CONDE
DE LAUTRÉAMONT (ISIDORE DUCASSE)
LOS
CANTOS DE MALDOROR
CUADRAGESIMONOVENA ENTREGA
(Barral Editores / Barcelona 1970)
CANTO SEGUNDO
8 (2)
Oh lector, ¿ante este
último detalle no se te hace agua a la boca? No cualquiera come un seso
semejante, tan sabroso, tan fresco y que acaba de ser pescado no hace un cuarto
de hora en el lago de los peces. Con
los miembros paralizados y la boca cerrada, contemplé algún tiempo ese
espectáculo. Por tres veces estuve a punto de caer de espaldas como un hombre
que sufre una emoción violenta; tres veces alcancé a mantenerme de pie. Ni una
fibra de mi cuerpo quedó inmóvil, pues temblaba como tiembla la lava interior
de un volcán. Finalmente, al no poder mi pecho oprimido expulsar con la
suficiente rapidez el aire que da vida, mis labios se entreabrieron y lancé un
grito… un grito tan desgarrador… ¡que lo oí! Las obstrucciones en mí oído desaparecieron
bruscamente, el tímpano crujió por el choque de esa masa de aire sonoro
expulsada de mí con violencia, y se produjo un fenómeno en el órgano condenado
por la naturaleza. ¡Acababa de oír un sonido! ¡Un quinto sentido se revelaba en
mí! ¿Pero qué gozo podría yo extraer de semejante descubrimiento?
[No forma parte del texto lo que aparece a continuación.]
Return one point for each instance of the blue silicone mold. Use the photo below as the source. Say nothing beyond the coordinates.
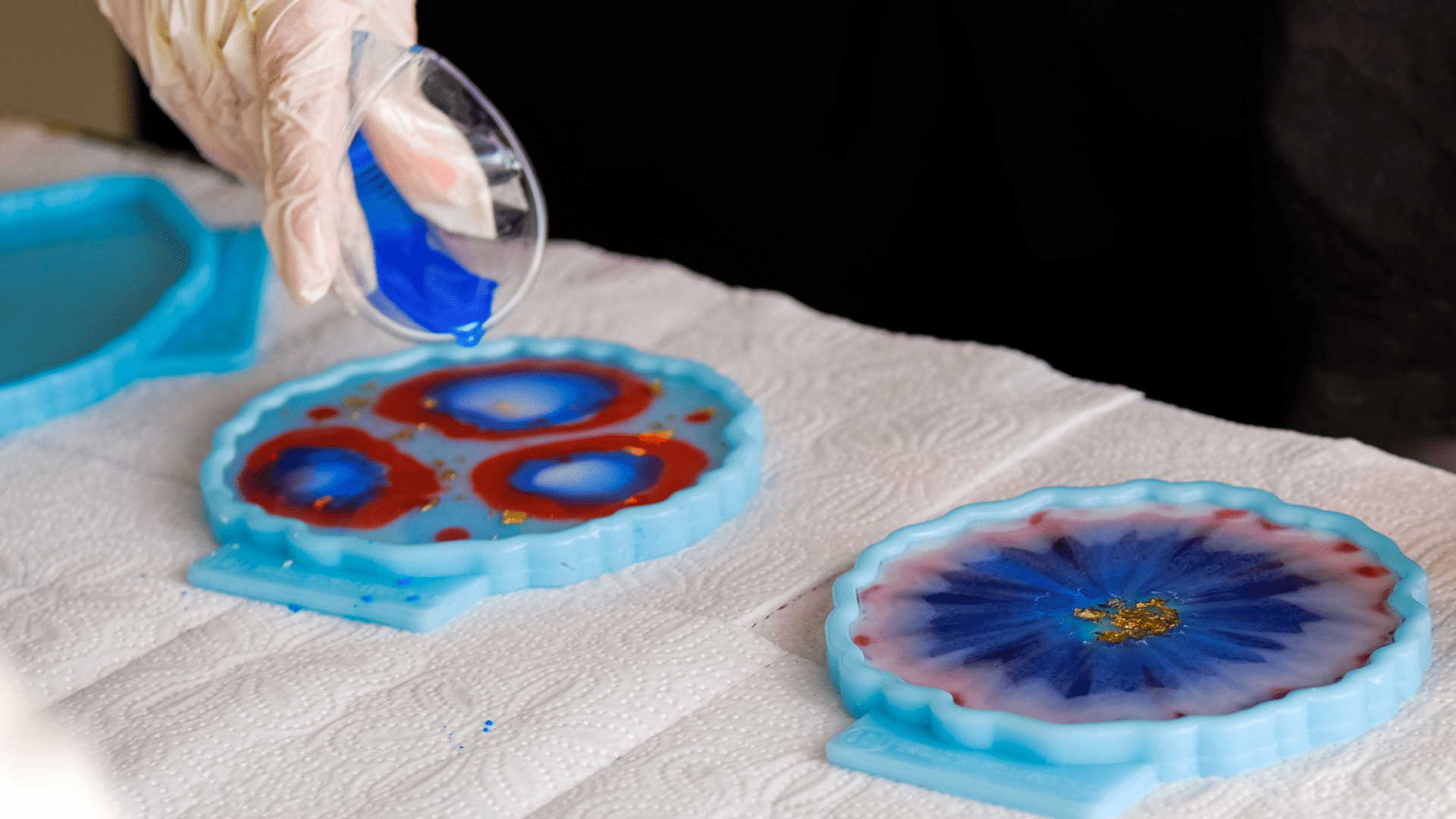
(109, 279)
(419, 585)
(919, 735)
En adelante,
el sonido humano no llegó a mis oídos sino como el sentimiento del dolor que
engendra la piedad hacia una gran injusticia. Cuando alguien me hablaba, yo
recordaba lo que había visto un día por encima de las esferas visibles, y la
traducción de mis sentimientos reprimidos en un grito impetuoso cuyo timbre era
idéntico al de mis semejantes. No podía responderle, porque los suplicios
puestos en práctica sobre la debilidad humana en ese horroroso mar de púrpura,
pasaban ante mí rugiendo como elefantes desollados, y rozaban con sus alas de
fuego mis cabellos calcinados. Más tarde, cuando conocí mejor a la humanidad, a
ese sentimiento de compasión se unió un furor intenso contra esa tigresa
madrastra, cuyos hijos empedernidos no saben sino maldecir y hacer el mal.
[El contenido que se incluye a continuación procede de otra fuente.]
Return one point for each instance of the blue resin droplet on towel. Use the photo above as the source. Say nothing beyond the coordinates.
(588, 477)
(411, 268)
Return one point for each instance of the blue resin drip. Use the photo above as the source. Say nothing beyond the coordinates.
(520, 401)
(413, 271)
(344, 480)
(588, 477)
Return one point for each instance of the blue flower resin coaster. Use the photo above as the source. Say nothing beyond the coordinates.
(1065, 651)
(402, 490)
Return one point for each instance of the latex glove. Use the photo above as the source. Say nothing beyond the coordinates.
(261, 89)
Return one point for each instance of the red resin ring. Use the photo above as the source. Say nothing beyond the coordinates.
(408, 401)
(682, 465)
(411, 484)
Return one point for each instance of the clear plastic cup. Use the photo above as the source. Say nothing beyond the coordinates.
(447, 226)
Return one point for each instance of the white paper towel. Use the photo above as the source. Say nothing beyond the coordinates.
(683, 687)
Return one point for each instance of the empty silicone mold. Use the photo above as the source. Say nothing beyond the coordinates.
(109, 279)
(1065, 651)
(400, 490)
¡Astucia de la mentira! ¡Dicen que entre ellos el mal es sólo una excepción!...
Hoy todo acabó desde hace tiempo; desde hace tiempo no dirijo la palabra a
nadie. Oh tú, quienquiera que seas, cuando estés al lado mío no hagas que las
cuerdas de tu glotis dejen escapar ninguna inflexión; que tu laringe inmóvil no
tenga que esforzarse por superar al ruiseñor, y tú mismo no intentes vanamente
hacerme conocer tu alma mediante el lenguaje. Observa un silencio religioso que
nada interrumpa; cruza humildemente tus manos sobre el pecho y dirige tu mirada
hacia abajo. Ya lo dije, desde aquella visión que me hizo conocer la verdad
suprema, demasiadas pesadillas me han chupado con avidez la garganta, durante
noches y días, para que yo tenga todavía ánimo de renovar, ni siquiera mentalmente,
los sufrimientos que experimenté en aquella hora infernal, que me persigue sin
descanso con su recuerdo. Oh, cuando oigas el alud precipitarse desde lo alto
de la fría montaña, lamentarse a la leona en el árido desierto de la
desaparición de sus cachorros, realizar su destino a la tempestad, mugir al
condenado en su prisión la víspera de que lo guillotinen, y relatar al pulpo feroz
su victoria sobre los nadadores y los náufragos a las olas del mar, dime: ¿esas
voces majestuosas no suenan más armónicas que la risa sarcástica del hombre?